The ammonical odours of fresh samples are lost during frozen-storage possibly due to its
hydrolysis. Myofibrillar protein contributes the major fraction of total protein (45.62 %).
With frozen storage and cooking, the extractability of myofibrillar proteins showed
significant decrease possibly due to aggregation and gelatinization, respectively. Collagen
content was higher (13.69 %) that was in accordance with the earlier findings [31]. More than
80 % of the total collagen were solubilised by enzyme pepsin and collected as pepsin soluble
collagen. PSC showed similar trend in both fresh and frozen-stored samples. Cooking result
in the shrinkage of collagen due to the breakdown of hydrogen bonds in the protein and could
be the reason.
Frozen storage reduced protein extractability possibly modifying the proteins by oxidation.
The aggregation/ denaturation of proteins were more severe during frozen storage. Protein
denaturation induced during cooking lead to the loss of hydration property and possibly
contributing to the cooking loss. Association-dissociation-denaturation of proteins during
frozen storage and subsequent cooking is the main contributing factor for the reduced
extractability of protein fractions in the shark muscle tissue. Weakening of fibrous linkages in
muscle structure during initial stages of processing could also contribute to the reduced
extractability of protein fractions [32]. Gelation, emulsification, water binding and lipid
binding specify the conformational status of protein system. SDS-PAGE indicates the
disintegration and conformational changes in protein molecules during frozen storage and
cooking (Fig. 2). SP included protein bands ranging between 40 to 60 kD and might include
myoalbumin, globulins and enzymes. The band between 29 and 43 kD could be
glyceraldehyde-3-phosphate dehydrogenase.
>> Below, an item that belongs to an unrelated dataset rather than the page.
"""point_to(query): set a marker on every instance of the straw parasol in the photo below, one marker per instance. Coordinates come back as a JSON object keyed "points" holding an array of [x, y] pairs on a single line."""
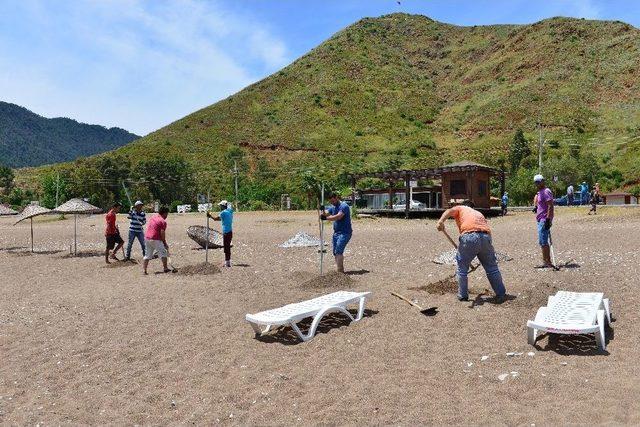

Presence of additional bands with frozen-storage
(65 C) and cooking could be due to the disintegration and conformational changes in this
fraction. Low molecular weight enzymes are probably lost with frozen storage. Sarcoplasmic
proteins contribute to thermal gelation of structural proteins, thereby, affecting the textural
characteristics of the muscle tissue [33]. MY showed myosin (200 kD), -actinin (105 kD)
and thick fused band at 29 kD that could be overlapped actin, tropomyosin and troponin [34].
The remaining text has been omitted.